Streaming Weekly December 2016 1.0
It might be cold outside, but our contributors are stoking the fires of your streaming queues with three recommendations to kick off December. If you already saw all the new movies in theaters or just need a night in, check out the best of what the streaming services have to offer. So grab some eggnog, yuletide–whatever that is–and the popcorn and have a happy movie watching weekend as the holiday movie season continues!
via Blaine Grimes
The Night Manager (Amazon Prime) – We’ve been fortunate to see several adaptations of literary spymaster John le Carré hit the big screen over the past few years. There was Thomas Alfredson’s Tinker Tailer Soldier Spy in 2011, A Most Wanted Man in 2014, and Our Kind of Traitor earlier this year. And now, based on the novel of the same name, The Night Manager has completed its run on AMC and made its way to Amazon’s streaming service. This six-episode miniseries—directed by Danish filmmaker extraordinaire, Susanne Bier—follows Jonathan Pine (Tom Hiddleston), a nighttime manager at the hotel who is recruited by British secret service and tasked with infiltrating the inner circle of notorious arms deal Richard Roper (Hugh Laurie). The show is packed with all the international intrigue and twist and turns we expect from a le Carré adaptation, and the narrative is packed full of so much information and so many characters that it benefits greatly from a binge-viewing. And the beautiful Mallorca set pieces are sure to bring you some warmth this winter season. If you’re a fan of more measured approaches to spy stories, you will not want to miss The Night Manager.
via The Film Avenger
via josh Crabb
The Witness (Netflix) – No, not that Witness starring Harrison Ford–which is a great movie–but the new documentary from first-time director James Solomon. Investigating the murder of Kitty Genovese, a famous New York murder made notorious for the 33 alleged people who witnesses the murder but did nothing, Solomon follows Kitty’s younger brother Bill Genovese on his quest to find some measure of peace with Kitty’s senseless murder. Bill returns to Kitty’s Kew Gardens neighborhood to interview some of the original witnesses cited in the New York Times report of the murder, and is shocked by some of the details he begins to uncover.
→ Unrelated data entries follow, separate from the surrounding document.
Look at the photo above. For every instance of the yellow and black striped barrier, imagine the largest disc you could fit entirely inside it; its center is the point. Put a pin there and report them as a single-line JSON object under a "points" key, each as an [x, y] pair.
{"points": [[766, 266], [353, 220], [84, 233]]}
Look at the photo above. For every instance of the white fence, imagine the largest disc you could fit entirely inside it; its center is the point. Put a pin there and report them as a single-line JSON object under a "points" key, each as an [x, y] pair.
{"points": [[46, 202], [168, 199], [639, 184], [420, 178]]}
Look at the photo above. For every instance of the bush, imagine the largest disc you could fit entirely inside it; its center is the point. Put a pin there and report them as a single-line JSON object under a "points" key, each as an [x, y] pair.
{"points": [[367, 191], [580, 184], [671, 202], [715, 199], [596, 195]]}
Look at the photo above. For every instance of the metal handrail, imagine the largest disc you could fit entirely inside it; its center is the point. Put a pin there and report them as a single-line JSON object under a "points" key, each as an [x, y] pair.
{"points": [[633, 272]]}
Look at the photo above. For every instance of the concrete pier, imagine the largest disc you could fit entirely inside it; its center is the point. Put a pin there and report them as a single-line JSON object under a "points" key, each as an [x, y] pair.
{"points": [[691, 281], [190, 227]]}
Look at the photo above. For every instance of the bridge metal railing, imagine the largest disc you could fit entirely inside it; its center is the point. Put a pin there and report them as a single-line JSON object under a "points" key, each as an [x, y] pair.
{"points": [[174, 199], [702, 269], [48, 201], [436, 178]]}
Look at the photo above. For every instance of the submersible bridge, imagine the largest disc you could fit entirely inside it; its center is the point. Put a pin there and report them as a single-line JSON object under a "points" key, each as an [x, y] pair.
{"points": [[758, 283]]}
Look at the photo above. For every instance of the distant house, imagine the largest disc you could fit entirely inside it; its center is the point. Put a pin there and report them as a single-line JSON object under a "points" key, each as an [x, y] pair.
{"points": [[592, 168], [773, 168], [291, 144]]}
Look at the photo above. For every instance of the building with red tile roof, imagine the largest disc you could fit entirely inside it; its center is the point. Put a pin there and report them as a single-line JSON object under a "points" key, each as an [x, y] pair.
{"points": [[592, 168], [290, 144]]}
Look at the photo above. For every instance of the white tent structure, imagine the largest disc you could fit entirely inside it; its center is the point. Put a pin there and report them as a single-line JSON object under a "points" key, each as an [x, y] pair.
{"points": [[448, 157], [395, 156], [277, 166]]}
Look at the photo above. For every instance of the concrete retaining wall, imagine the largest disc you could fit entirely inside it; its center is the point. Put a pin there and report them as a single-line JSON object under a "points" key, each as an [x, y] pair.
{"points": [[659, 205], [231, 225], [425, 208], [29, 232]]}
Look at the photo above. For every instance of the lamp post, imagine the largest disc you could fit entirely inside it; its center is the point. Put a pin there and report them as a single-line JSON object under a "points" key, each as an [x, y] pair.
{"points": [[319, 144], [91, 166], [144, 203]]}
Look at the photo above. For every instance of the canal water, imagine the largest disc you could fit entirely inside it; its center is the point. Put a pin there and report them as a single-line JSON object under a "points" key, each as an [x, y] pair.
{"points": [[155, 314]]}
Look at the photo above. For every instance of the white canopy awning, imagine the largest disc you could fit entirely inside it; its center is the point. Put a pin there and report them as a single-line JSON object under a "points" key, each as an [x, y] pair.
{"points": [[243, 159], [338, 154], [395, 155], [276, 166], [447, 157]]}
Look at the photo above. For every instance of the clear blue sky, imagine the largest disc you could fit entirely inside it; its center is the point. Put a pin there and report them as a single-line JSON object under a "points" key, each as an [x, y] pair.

There have been many comparisons to the Serial podcast and I would say it fits the bill aside from the massively interesting person of Bill Genovese. He has a unique, dogged quality in his search to uncover more, but the movie slowly reveals a much more profound, powerful narrative to Bill’s quest. The final two sequences of the film where Bill talks to the son of Kitty’s murderer and he has the murder reenacted are some of the most impactful and emotional cinema veritae I have seen since Joshua Oppenheimer’s The Act of Killing. If this is not at least in the running for the Oscar I will be massively disappointed in the Academy. Go see this now!